Automobile - Calculate the Torque of Propeller Shaft

Going uphill or down?
How much headwind/tailwind/drag coefficient?
How heavy is the car plus payload?
How well inflated are the tires?
Somehow T = KP/n doesn't quite seem to capture all this....

First you must know the tractive force required. As Tornado writes, this depends upon air resistance, grade, and tire rolling resistance. Then, it is a simple matter to calculate propeller shaft* torque given the tire radius and the final drive reduction. (The losses in the final drive are probably small enough to be ignored for your purposes.)

The air resistance can be calculated if you know the frontal area, the coefficient of drag, and the speed. Grade causes an additional tractive force requirement equal to the vehicle weight times the grade in percent (for most small grades of probable interest). If you don't have a better figure, tire rolling resistance can be estimated to be 1% of the vehicle weight, and doesn't vary much with speed.

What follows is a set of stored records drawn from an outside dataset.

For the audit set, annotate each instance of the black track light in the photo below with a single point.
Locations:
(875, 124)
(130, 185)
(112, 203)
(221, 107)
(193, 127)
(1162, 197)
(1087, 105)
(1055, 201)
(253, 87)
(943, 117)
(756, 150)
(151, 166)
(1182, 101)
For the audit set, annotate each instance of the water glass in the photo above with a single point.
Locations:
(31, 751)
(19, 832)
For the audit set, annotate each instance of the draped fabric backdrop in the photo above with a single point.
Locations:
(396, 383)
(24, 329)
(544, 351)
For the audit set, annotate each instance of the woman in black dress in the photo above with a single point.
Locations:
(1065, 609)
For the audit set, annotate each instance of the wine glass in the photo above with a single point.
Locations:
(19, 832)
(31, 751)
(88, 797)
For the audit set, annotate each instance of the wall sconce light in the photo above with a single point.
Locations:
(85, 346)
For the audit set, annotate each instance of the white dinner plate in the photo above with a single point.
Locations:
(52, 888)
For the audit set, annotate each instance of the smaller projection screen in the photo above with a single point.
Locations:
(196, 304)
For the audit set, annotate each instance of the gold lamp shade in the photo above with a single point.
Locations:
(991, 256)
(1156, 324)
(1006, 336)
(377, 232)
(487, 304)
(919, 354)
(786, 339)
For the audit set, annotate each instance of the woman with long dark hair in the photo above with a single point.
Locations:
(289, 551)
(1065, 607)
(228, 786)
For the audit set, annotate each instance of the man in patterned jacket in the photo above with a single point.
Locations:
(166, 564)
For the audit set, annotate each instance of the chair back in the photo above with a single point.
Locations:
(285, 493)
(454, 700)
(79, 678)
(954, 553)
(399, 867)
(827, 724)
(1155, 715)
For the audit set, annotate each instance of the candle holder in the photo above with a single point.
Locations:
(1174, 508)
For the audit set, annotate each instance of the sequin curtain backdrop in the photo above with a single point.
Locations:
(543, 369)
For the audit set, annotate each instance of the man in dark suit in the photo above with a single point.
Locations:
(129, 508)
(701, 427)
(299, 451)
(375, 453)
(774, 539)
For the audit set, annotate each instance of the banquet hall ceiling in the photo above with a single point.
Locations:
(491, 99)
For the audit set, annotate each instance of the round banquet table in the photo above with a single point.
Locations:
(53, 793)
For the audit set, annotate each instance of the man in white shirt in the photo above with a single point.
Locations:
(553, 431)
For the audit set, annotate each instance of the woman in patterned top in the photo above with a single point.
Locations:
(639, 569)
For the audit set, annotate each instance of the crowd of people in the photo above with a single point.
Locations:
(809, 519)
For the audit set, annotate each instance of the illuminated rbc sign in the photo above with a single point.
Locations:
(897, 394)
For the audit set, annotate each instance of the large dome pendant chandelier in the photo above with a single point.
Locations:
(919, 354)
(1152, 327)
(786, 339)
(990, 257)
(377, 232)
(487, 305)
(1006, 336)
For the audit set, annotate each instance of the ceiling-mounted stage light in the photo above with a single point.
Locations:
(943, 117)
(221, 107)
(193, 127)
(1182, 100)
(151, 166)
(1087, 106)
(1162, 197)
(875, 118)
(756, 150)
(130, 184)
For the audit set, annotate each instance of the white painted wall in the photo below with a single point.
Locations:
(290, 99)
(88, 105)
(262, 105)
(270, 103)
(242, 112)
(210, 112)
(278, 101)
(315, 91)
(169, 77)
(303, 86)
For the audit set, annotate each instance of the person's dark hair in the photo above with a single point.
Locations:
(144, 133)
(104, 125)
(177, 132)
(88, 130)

Another approach, (from the other direction, in a way) would entail knowing the hp required to travel at 60 k/h in the car in question. This could be deduced from fuel efficiency at that speed, and some fudge factors. (An average car would require about 10 hp to maintain 60 k/h on a level road.) The hp at the drive wheels will be very close to that at the engine (and for your purposes you can probably ignore the transmission losses, which are about 2% each in the transmission and in the final drive). Given a drive wheel hp and drive wheel rpm, it is simple to calculate torque at the drive wheel (and anywhere upstream, based on the reduction ratios).

* Here, I am using "propeller shaft" to mean the conventional drive shaft between the output of the transmission and the input to the differential.